Herkes ülke insanına yapılan haksızlık ve kötülükleri , kendi bakış açısı ile anlatıyor.
Ben de bir şansımı denemek istiyorum.
Bana göre ülke insanına yapılan en büyük kötülük bizim çocukluğumuzda kullanılan kesekağıtlarının kaldırılmasıdır.
Okunmuş gazeteler kapıdan geçen arabalı hurdacılara satılır, parası bize harçlık olurdu.
Onlardan yapılan kesekağıtları ise bizim için bir eğitim aracı idi.
Yapışkanlı kısımlar itina ile açılır daha sonra okumaya geçilirdi.

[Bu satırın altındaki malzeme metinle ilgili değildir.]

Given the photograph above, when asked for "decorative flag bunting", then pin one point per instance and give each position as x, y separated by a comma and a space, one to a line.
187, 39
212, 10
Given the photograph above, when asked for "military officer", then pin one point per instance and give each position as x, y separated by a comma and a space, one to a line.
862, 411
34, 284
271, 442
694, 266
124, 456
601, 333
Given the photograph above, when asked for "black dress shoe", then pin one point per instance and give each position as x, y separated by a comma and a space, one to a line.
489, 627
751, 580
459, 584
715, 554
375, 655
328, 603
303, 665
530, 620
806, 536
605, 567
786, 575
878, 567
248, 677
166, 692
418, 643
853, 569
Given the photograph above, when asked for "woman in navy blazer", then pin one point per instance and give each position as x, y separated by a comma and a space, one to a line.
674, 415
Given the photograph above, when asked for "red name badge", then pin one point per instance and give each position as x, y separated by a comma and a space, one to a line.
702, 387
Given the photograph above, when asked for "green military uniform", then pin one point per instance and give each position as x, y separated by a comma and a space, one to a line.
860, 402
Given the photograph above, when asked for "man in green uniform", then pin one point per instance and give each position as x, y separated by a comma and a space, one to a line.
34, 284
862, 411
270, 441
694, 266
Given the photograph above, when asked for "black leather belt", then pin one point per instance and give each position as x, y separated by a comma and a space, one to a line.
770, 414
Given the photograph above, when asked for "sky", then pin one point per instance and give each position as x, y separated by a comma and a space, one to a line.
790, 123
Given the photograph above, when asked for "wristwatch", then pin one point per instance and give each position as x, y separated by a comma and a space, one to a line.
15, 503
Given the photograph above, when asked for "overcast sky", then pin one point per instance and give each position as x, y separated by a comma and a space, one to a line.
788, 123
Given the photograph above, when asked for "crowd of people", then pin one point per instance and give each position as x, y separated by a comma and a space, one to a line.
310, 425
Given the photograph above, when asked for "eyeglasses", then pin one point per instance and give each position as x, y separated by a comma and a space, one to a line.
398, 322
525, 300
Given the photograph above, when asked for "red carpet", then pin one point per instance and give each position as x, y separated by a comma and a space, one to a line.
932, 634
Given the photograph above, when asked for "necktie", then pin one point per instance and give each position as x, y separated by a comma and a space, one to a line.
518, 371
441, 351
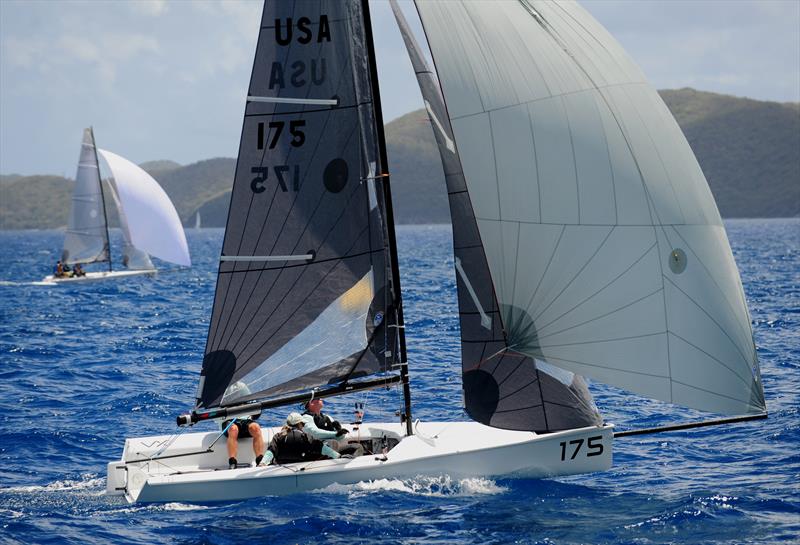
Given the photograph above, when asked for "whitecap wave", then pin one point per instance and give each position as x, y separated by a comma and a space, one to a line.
88, 482
423, 486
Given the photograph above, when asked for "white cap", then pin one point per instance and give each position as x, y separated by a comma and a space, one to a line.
294, 419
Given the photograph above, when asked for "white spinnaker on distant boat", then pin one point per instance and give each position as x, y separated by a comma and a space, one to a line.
152, 219
86, 239
605, 246
132, 257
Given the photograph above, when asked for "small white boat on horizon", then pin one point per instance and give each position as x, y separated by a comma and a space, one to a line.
150, 224
585, 237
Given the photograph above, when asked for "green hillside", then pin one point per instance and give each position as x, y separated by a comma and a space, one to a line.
749, 151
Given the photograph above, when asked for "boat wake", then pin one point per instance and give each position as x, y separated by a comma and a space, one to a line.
92, 485
443, 486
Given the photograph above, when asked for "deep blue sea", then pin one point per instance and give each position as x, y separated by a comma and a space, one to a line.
83, 367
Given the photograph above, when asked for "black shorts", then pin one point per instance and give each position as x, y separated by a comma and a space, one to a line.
242, 424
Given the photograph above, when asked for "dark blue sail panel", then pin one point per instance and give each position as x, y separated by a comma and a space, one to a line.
302, 298
503, 388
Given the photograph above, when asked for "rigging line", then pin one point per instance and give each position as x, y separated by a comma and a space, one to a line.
691, 425
300, 237
280, 326
555, 298
609, 313
747, 335
540, 328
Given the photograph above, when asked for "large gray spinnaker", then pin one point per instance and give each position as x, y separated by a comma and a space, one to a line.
502, 387
86, 239
605, 246
303, 296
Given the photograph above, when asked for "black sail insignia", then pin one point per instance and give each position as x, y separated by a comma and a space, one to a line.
502, 387
304, 292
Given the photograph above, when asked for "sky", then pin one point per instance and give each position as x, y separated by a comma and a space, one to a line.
167, 79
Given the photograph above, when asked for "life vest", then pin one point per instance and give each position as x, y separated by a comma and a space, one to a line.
324, 422
296, 446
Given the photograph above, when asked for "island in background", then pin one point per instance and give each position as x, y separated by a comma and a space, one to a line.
749, 151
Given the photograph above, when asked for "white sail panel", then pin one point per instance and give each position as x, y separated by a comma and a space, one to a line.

Biz okuma zevkini onlardan kazandık.
Sonra bu günlere geldik
Şimdi naylon poşet dönemi başladı
Akıllı telefon , bilgisayar dönemine geçtik.
Herkesin evinde ok, bye, öptüm diye konuşan
Kelime haznesi 75 in altında
Anne, baba , çocuk ve torunlar
Her şeyi de bilirler.
” Cehalet ne güzel, her şeyi biliyorsun.” derler ya aynen öyle
Hiç yanlış yapmazlar
Zor duruma düşünce cevap hazırdır.
” Bizde yanlış olmaz, olduysa da yanlışlıkla olmuştur.”
Söylenecek çok şey var ama
1874-1936 yılları arasında yaşamış Avusturyalı yazar ve gazetecinin bir tespiti ile bitirelim.
Karl Kraus
“Bu kadar kitabı okumayacak zamanı nereden buluyorsunuz?” diye soruyor.